BACKGROUND OF THE INVENTION
The role of inducible second messenger gases like carbon monoxide (CO) in the pathophysiology of cardiovascular disease are not clear to date (Wever, et al.,
Circulation
97,108-112, 1998; Cooke and Dzau,
Circulation
96, 379-382, 1997; Moncada, et al.,
Pharmacol.Rev
. 43, 109-142, 1997; Loscalzo, and Welch,
Progress in Cardiovascular Diseases
38, 87-104, 1995). The heme oxygenase system, that generates CO, consists of three isozymes identified so far: the inducible heme oxygenase I (HO-1), the constitutive expressed HO-2 and HO-3(Moncada, et al,
Pharmacol.Rev
.43, 109-142, 1997; McCoubrey et al.,
Eur.J.Biochem
247, 725-732, 1997; Maines, et al.,
J.Biol.Chem
. 261, 411-419, 1986; Shibahara et al.,
Proceedings of the National Academy of Sciences USA
240, 7865-7869, 1985; Rotenberg et al.,
J.Biol.Chem
. 265, 7501-7506, 1990), which all catalyze oxidation of heme into the biologically active molecules iron, biliverdin and CO.

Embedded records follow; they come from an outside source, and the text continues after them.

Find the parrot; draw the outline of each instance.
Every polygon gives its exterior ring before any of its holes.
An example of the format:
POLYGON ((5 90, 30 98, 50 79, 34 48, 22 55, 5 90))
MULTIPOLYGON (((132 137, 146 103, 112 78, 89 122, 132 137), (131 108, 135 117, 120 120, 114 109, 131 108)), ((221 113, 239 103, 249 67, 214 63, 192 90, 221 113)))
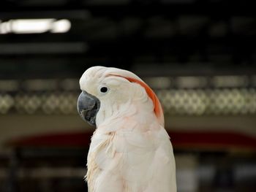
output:
POLYGON ((79 80, 80 116, 96 126, 87 156, 89 192, 176 192, 173 146, 152 89, 134 73, 91 66, 79 80))

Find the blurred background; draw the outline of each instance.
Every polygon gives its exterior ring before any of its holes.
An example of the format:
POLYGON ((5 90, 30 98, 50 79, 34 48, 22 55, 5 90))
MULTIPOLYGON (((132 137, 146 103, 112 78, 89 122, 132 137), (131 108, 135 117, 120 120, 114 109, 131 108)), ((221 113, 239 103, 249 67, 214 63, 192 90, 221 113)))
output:
POLYGON ((178 191, 255 191, 256 14, 227 1, 1 1, 0 191, 86 191, 76 102, 95 65, 157 93, 178 191))

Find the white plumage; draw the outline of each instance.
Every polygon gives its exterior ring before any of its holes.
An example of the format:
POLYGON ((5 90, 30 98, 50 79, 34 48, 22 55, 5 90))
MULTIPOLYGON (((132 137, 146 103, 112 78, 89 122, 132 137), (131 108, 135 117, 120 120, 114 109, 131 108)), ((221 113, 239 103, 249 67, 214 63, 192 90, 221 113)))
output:
POLYGON ((88 155, 89 192, 176 191, 173 147, 154 92, 133 73, 103 66, 86 70, 80 84, 100 101, 88 155), (100 93, 102 86, 108 91, 100 93))

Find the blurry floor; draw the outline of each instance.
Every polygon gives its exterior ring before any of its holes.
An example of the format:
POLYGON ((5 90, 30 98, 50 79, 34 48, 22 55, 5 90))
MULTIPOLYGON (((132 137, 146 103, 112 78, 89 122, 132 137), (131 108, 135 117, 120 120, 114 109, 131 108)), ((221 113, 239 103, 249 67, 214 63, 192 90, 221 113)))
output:
MULTIPOLYGON (((86 151, 71 147, 19 149, 11 161, 0 161, 1 191, 86 191, 86 151)), ((175 155, 178 191, 255 191, 255 155, 184 150, 175 155)))

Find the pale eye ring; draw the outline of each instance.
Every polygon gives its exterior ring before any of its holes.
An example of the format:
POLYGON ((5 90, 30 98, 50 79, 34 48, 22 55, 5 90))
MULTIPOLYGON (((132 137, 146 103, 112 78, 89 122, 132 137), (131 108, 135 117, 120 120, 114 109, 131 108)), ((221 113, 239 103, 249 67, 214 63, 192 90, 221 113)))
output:
POLYGON ((108 88, 107 87, 101 87, 101 88, 99 88, 99 91, 100 91, 101 93, 107 93, 108 91, 108 88))

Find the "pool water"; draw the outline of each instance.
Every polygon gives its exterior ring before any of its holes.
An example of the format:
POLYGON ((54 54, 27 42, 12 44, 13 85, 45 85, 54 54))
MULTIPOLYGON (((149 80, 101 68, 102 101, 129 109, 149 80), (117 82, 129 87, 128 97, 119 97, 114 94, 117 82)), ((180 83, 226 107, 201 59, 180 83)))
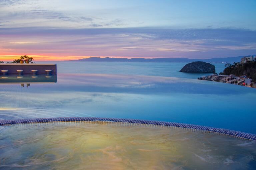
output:
POLYGON ((255 169, 256 143, 106 122, 16 124, 0 133, 4 169, 255 169))
POLYGON ((11 83, 6 78, 0 83, 0 119, 137 119, 256 134, 253 88, 184 78, 93 74, 39 77, 27 87, 30 80, 25 77, 25 83, 10 77, 11 83))

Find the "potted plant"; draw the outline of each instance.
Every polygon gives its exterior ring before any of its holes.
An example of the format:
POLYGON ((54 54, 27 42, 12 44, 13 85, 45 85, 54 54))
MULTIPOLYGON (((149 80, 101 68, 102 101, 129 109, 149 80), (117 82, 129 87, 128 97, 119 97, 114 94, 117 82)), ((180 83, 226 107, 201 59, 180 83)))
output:
POLYGON ((23 64, 24 63, 24 62, 26 64, 35 63, 34 62, 32 61, 33 60, 33 58, 32 57, 29 57, 28 56, 25 55, 21 56, 19 59, 14 60, 11 62, 11 63, 20 63, 21 64, 23 64))

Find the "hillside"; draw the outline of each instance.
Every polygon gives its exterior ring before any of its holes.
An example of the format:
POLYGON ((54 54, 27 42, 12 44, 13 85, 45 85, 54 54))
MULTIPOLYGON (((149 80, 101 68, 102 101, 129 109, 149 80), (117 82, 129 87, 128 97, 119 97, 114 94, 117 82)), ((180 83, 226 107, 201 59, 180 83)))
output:
POLYGON ((251 78, 253 81, 256 82, 256 62, 245 63, 243 65, 234 63, 225 68, 223 73, 220 73, 220 74, 233 74, 237 76, 245 75, 251 78), (236 67, 237 65, 237 66, 236 67))

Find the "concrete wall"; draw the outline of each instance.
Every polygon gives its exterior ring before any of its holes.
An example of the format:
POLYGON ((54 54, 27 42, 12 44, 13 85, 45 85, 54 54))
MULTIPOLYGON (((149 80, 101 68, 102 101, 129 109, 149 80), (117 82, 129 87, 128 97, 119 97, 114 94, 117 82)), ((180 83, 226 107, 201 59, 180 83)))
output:
MULTIPOLYGON (((51 70, 52 74, 57 73, 56 64, 0 64, 0 72, 7 70, 7 75, 18 74, 17 70, 23 70, 23 74, 32 74, 32 70, 37 70, 38 74, 46 74, 46 70, 51 70)), ((3 73, 1 72, 0 74, 3 75, 3 73)))

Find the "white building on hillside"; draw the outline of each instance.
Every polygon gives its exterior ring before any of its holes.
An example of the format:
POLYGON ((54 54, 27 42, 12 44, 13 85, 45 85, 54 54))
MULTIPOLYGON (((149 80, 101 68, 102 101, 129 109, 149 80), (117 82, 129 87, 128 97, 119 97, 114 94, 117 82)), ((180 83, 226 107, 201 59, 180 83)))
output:
POLYGON ((237 84, 237 77, 232 74, 227 76, 227 83, 237 84))
POLYGON ((238 77, 238 85, 252 87, 252 79, 245 76, 238 77))
POLYGON ((241 62, 242 63, 245 63, 247 61, 252 61, 254 60, 253 56, 249 56, 248 57, 244 57, 241 58, 241 62))
POLYGON ((208 77, 208 80, 211 81, 218 81, 222 83, 227 82, 227 76, 212 74, 208 77))

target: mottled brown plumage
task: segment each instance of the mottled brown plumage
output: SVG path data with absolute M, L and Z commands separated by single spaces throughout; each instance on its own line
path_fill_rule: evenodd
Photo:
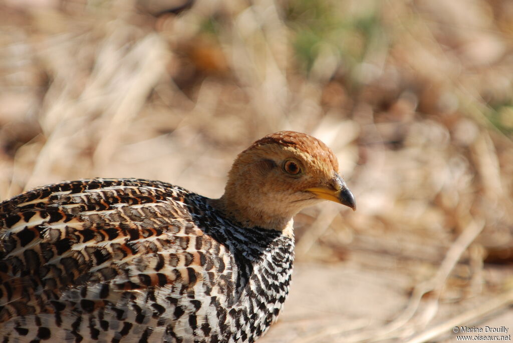
M 0 203 L 0 337 L 39 342 L 253 342 L 288 293 L 292 217 L 354 208 L 333 153 L 267 136 L 220 199 L 157 181 L 93 179 Z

The widespread expression of the heme oxygenases led to the hypothesis that the CO system may play other roles than maintaining heme homeostasis and indicate that CO may function as an important biological molecule in a second-messenger capacity. Indeed, CO has been shown to activate guanylyl cyclase by displacing the iron out of the plane of the porphoryrin ring of the heme protein. The formed cGMP then activates cGMP-dependent kinases. Recent studies now show that HO-derived carbon monoxide plays a physiological role in the regulation of local vascular smooth muscle tone and platelet function through activation of soluble guanylyl cyclase.
Hence, dysregulation of the CO system may play an eminent role in the pathogenesis of the vascular proliferative disorders, like atherosclerosis and restenosis. Smooth muscle cell proliferation and migration into the vascular lesion play a key role in the pathogenesis of these occlusive vascular proliferative disorders, which form the major delimiter to the long term success rate of percutaneous (coronary) transluminal procedures as well as of arterial and venous bypass grafting.
The physical and thrombotic events accompanying PTCA and CABG procedures result in a cascade of mitogen, chemotactic factor and inflammatory cytokine release which all promote local vascular smooth muscle cell and immune competent cell recruitment, and reentering and progression through the cell cycle. Activated medial smooth muscle cells proliferate and migrate in the damaged intima and synthesize extracellular matrix, including fibrin and collagen, leading to the (re)occlusion of the vessel. Pharmacological interventions to avert this process of aberrant vascular cell proliferation and migration has been largely unrewarding.
Thus, there exists a need for safe, effective methods of inhibiting vascular smooth muscle cell proliferation and migration into the lumen of the blood vessel following injury to the blood vessel.